Bien que le colonel Rol-Tanguy ait déclaré dès la Libération que « sans elles, la moitié de notre travail eut été impossible » (Yvonne Féron, « La libération de Paris », Hachette, 1945), les femmes entrées en résistance entre 1940 à 1944 ont longtemps été les grandes oubliées de la mémoire officielle, et plus encore de l’opinion. Car la guerre est une affaire d’hommes, affirme-t-on généralement. Mais comme les hommes, les femmes ont souvent payé le prix fort de leur engagement. Aussi, plus de soixante ans après la Libération de la France, alors que disparaissent progressivement les derniers témoins, est-il important de faire entendre leurs voix. 

Depuis le 12 octobre, Arte diffuse la série documentaire historique : « Les combattants de l’ombre ».  Construite autour des témoignages exceptionnels des derniers acteurs de l’époque, illustrée d’archives inédites et de scènes de reconstitution, cette série offre un nouveau regard sur la seconde guerre mondiale vue du côté de la Résistance et dans une dimension pour la première fois européenne. Et cette fois-ci, des femmes témoignent : Truus Menger-Oversteegen (Pays-Bas), Andrée Dumon (Belgique), Maria Chojecka-Stypulkowska (Pologne), etc.

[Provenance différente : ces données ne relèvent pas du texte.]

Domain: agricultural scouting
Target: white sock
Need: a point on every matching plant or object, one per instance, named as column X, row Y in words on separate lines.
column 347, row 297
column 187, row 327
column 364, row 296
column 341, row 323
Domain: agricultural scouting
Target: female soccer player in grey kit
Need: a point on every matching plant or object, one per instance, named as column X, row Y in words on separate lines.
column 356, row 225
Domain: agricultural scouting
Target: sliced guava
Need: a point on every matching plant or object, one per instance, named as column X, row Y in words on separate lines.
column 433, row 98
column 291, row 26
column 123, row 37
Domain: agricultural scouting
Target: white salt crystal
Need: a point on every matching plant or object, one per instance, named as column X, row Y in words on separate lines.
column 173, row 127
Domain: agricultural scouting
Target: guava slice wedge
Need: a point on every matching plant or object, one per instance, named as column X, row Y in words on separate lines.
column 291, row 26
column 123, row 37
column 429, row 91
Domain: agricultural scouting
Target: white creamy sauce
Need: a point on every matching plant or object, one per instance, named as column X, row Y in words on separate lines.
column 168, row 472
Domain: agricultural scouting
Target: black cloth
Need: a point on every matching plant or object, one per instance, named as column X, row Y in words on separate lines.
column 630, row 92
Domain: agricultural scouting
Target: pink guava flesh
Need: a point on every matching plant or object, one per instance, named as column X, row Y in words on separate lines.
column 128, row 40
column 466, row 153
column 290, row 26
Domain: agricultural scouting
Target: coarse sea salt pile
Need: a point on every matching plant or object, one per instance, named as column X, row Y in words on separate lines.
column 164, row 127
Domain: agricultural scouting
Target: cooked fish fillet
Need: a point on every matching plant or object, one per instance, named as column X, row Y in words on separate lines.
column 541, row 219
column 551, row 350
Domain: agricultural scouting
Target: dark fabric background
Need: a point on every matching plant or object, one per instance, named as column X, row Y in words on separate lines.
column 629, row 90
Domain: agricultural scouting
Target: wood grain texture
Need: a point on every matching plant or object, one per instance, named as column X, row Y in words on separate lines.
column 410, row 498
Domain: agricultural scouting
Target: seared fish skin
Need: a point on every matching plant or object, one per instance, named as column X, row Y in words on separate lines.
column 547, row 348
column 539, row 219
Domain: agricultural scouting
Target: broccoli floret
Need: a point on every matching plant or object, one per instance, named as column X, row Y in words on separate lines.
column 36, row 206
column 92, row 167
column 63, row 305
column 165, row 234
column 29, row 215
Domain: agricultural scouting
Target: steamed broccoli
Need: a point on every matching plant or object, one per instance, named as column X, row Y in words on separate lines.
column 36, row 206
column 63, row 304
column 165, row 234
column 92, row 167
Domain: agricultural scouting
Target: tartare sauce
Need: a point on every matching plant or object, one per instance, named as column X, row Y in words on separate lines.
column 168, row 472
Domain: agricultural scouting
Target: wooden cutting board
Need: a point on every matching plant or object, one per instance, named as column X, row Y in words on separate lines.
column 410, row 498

Qui étaient ces femmes? Quel fut leur rôle dans la Résistance ? Comment vit-on après ? Peut-on oublier ? Est-ce qu’un jour la vie redevient « normale » ? Pourquoi devient-on résistante ? Pourquoi elles, et pas tout le monde ? Que voudraient-elles que l’on retienne de leur histoire, de l’Histoire ? Comment vit-on en compagnie de ceux qui n’ont rien fait, rien dit ? Autant de questions posées également par Marie Rameau dans son livre Des femmes en résistance, 1939-1945. La photographe nous offre trente portraits intimistes de femmes unies dans une même aventure, celle de la Résistance.

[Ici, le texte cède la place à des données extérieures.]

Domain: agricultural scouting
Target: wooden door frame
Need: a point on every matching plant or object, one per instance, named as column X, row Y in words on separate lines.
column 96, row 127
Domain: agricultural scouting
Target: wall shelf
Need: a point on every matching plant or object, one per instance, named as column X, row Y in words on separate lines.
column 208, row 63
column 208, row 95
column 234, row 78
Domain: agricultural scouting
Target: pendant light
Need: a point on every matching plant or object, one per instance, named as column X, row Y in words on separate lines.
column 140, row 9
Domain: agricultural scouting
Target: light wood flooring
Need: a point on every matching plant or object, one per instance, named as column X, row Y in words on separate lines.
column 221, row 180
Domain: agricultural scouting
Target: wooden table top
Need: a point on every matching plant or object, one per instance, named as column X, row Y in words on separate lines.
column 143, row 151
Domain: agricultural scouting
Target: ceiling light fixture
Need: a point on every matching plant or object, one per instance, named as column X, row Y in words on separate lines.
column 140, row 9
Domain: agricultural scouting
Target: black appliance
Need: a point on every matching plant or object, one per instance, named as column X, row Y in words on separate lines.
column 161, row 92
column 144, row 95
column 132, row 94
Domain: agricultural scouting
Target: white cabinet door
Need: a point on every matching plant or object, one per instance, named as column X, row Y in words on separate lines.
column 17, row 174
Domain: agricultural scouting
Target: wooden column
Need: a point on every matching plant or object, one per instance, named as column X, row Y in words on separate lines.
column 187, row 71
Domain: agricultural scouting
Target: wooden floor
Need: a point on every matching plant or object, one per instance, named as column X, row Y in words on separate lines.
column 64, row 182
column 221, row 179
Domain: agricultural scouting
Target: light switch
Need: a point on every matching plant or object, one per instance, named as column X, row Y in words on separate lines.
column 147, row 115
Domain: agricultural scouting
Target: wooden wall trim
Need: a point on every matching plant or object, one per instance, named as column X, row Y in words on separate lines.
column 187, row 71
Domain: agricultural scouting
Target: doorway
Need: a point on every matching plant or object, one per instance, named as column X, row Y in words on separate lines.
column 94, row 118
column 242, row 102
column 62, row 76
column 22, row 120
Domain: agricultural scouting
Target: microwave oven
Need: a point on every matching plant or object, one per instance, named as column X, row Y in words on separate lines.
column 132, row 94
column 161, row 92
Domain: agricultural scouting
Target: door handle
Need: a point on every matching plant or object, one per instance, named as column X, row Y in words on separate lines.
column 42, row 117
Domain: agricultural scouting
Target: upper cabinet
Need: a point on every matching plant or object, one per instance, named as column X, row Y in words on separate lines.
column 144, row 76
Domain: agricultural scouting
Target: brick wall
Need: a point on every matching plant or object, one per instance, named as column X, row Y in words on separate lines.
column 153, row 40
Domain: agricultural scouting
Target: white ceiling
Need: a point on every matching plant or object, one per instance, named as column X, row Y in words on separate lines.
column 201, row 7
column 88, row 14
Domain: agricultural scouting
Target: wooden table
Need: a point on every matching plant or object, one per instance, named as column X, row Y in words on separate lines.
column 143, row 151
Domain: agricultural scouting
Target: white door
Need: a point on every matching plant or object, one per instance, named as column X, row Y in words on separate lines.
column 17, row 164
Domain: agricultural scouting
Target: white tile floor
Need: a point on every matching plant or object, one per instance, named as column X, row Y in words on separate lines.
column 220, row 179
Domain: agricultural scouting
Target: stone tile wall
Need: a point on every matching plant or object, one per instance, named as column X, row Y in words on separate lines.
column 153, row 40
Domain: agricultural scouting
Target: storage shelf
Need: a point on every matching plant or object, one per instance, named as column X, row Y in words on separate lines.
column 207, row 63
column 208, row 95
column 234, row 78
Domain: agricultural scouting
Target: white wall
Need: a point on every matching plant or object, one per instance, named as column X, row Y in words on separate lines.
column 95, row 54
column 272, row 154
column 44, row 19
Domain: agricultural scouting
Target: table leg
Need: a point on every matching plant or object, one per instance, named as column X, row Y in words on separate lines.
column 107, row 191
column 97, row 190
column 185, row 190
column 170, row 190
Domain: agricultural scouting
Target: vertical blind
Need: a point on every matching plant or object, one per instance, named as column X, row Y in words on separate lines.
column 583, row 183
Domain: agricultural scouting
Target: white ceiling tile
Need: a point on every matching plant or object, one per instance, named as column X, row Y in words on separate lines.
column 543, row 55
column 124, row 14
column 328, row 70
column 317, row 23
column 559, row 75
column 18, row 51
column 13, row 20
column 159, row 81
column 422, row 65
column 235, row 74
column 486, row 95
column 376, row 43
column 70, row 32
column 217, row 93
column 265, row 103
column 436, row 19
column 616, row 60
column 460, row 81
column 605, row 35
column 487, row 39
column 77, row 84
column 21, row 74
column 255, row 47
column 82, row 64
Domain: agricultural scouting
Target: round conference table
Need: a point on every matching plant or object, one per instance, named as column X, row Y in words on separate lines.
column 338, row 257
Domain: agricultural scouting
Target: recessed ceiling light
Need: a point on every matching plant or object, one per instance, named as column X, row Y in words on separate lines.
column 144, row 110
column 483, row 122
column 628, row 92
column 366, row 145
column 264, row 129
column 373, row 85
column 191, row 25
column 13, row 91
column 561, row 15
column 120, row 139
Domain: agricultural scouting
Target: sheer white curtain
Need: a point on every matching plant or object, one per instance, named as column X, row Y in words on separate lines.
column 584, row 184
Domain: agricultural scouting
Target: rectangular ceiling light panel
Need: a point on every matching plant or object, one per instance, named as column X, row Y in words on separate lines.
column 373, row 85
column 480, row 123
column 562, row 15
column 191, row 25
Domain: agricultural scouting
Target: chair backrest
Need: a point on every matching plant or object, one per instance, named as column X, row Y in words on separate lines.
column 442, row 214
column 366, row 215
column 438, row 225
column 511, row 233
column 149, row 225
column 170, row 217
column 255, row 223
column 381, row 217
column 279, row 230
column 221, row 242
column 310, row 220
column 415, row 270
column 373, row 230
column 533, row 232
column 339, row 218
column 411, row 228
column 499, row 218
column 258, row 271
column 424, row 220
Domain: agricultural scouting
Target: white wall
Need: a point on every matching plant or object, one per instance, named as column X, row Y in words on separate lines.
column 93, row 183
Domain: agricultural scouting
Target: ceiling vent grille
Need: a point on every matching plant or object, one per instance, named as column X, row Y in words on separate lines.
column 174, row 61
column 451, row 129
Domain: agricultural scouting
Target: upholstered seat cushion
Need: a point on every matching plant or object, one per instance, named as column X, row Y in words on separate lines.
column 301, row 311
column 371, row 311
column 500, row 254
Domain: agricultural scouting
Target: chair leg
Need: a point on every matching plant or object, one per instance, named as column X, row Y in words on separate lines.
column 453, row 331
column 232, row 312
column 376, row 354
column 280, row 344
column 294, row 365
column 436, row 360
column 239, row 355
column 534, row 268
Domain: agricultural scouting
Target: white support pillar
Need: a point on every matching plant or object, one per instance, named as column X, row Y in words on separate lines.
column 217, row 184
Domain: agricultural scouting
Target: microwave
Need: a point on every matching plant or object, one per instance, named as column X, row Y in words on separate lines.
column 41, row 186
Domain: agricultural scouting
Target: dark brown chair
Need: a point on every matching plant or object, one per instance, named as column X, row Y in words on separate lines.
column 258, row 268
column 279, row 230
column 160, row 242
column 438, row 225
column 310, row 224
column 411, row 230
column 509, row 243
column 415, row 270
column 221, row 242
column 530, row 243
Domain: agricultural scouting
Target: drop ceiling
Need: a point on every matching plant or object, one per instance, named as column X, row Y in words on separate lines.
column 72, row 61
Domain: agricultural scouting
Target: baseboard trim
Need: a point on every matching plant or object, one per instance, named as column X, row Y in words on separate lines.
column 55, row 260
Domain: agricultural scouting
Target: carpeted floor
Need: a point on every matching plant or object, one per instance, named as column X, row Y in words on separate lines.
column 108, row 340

Née en 1968, Marie Rameau découvre la Résistance à quinze ans en la personne de Simone Le Port et apprend que la déportation a aussi touché des résistants. En 1983, elle prend conscience d’un pan de l’histoire de France que les transformations culturelles des années post-68 avaient relégué en arrière-plan. Vingt ans plus tard, le besoin de revoir cette ancienne résistante bretonne se fait sentir ; Marie Rameau souhaite la photographier. Et quand la mémoire de Simone se fait défaillante, l’évidence est telle pour Marie qu’elle se doit « de dire son histoire, raconter son choix, sa réaction face à l’insupportable ». Commence alors un voyage au pays des résistantes. Pendant cinq ans, l’auteure a rencontré ces femmes, en suivant les indications données par chacune d’entre elles et en leur faisant confiance.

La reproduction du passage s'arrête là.